Deze wereld kostte tijd voor haar om te verwerken. Niks was meer hetzelfde. De architectuur niet, ze was geen koningin meer, de taal was veranderd net zoals de kledij. Alles was...
anders. Zelfs de lucht die ze inademde. Het gras, het zand, de modder, alles van de natuur voelde niet zoals ze
thuis gewend was. Maanden hadden gepasseerd - maar Lucy had moeite om zich aan te passen. Meer moeite dan Alice had, en het lag zwaar op haar hart.
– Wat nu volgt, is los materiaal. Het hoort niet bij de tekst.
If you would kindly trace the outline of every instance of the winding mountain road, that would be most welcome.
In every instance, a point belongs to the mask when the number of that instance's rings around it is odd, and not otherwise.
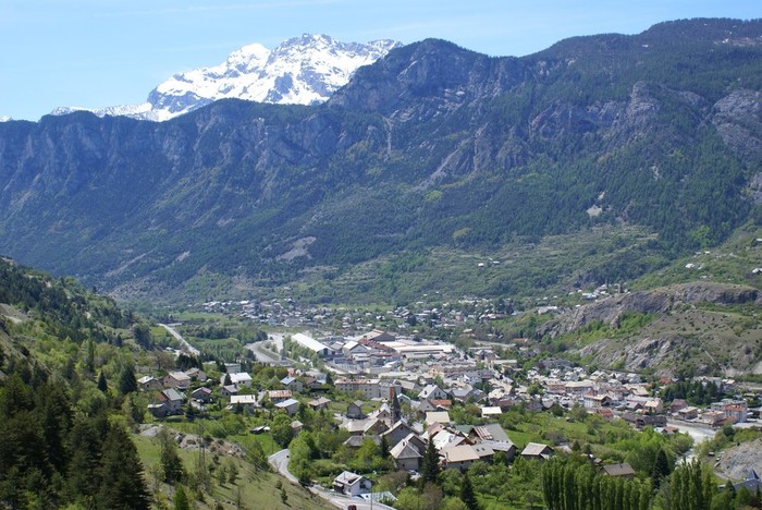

En wanneer angst zich door haar lichaam verspreidde, vluchtte ze voor alles en iedereen.
Dit keer was het een videospel geweest waar een andere mutant zich druk bezig mee aan het vermaken was in de cafetaria, het harde geluid had haar zodanig laten schrikken, dat ze van haar vriendin van tafel was weggerend. Het was niet alleen de technologie dat haar angstig maakte - maar ook alles wat er tegenwoordig gebeurde. De zogenaamde 'oorlog' die bezig was. Ze snapte er niks van, hoe mensen zo gewelddadig konden zijn. Ondanks het feit dat Alice eigenhandig iemand had vermoord vlak voor haar verdwijning.
Als er één plek was waar Lucy zich semi-veilig voelde, dan was het het onderdak van de dieren. Paarden waren het enige op het hele eiland dat haar terugbracht naar thuis. Waar ze zelf zo vaak bij de dieren van edel tijd had gespendeerd.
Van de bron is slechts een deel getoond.